Tommy Coleman on the 6th Floor, "Portraits of My Domesticity"

When I circled the sixth floor on Tuesday night I carried a memory of Dennis Adams' voice—who was voicing Mies van der Rohe, or whoever—saying, "God is in the details." In a room full of well-made things, the joke in Tommy Coleman's exhibit, "Portraits of My Domesticity," comes in the details, in the little cracks and in the slight inconsistencies. Yes, I laughed, looking at the Laugh Now/ Stop Laughing signs, which gave the green light for stop and the red light for go. A drawing dented or ripped. A word mispelled. And what about that bed of growing grass with a corresponding picture of a different bed of growing grass? Maybe this isn't an entirely new joke, but Tommy's show does a good job of telling it.
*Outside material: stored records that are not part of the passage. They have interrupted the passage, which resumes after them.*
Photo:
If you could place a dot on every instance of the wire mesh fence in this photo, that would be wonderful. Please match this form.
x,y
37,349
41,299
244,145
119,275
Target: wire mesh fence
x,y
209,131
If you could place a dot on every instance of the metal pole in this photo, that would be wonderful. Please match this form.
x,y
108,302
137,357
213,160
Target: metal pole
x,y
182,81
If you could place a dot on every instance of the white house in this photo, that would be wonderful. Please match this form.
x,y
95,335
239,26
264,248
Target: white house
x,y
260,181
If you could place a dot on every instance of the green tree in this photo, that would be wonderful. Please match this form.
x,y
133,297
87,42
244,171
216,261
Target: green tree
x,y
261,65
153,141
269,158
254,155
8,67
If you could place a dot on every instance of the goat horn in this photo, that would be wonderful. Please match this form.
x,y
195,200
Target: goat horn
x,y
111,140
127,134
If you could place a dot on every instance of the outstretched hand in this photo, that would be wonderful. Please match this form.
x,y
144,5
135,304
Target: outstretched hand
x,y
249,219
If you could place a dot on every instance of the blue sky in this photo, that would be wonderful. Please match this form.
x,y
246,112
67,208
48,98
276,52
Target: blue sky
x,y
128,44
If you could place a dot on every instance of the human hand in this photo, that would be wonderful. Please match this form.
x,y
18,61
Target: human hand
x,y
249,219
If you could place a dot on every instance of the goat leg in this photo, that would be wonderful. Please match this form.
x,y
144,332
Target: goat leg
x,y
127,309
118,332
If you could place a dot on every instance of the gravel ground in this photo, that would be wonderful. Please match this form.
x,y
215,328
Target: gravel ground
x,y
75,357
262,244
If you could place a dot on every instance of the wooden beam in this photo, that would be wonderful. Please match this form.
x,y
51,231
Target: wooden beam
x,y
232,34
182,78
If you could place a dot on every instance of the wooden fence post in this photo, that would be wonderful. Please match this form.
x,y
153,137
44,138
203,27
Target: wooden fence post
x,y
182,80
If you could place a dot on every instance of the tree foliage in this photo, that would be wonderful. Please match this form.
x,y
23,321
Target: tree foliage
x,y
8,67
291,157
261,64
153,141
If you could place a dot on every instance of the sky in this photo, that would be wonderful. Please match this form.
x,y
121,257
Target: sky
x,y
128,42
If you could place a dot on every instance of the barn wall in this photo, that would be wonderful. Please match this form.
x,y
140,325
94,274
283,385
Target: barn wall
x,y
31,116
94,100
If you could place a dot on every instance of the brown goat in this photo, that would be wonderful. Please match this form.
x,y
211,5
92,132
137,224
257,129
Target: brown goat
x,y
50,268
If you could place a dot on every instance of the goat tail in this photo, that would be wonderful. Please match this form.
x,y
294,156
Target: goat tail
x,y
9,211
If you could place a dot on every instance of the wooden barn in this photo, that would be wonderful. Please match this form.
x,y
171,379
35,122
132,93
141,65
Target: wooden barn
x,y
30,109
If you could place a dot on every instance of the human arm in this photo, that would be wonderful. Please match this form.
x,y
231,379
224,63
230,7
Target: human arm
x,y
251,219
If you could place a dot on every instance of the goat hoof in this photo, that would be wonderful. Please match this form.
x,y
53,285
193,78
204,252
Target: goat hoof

But the title, "Portraits of My Domesticity," feels false. What does that narrative intend to say? Or add to the work? What joke is it trying to tell? It may not be hard to plug the imagery of lawns, marital beds and household notes into a strange story of domesticity, but that action feels just like that—a plugging in. Perhaps each individual piece would have benefited from having its own title. I always wonder why the standard for show openings on Tuesdays is to show work without titles, and I think here especially the work may have deserved names of their own, designations of their own, if only to survive being eaten by that nagging Domestic narrative.

Still, context matters, and coming after a week of unbearable visual noise, Tommy's thoughtful show, complete with its own mysterious and insistent sound, made refreshing use of the 6th floor.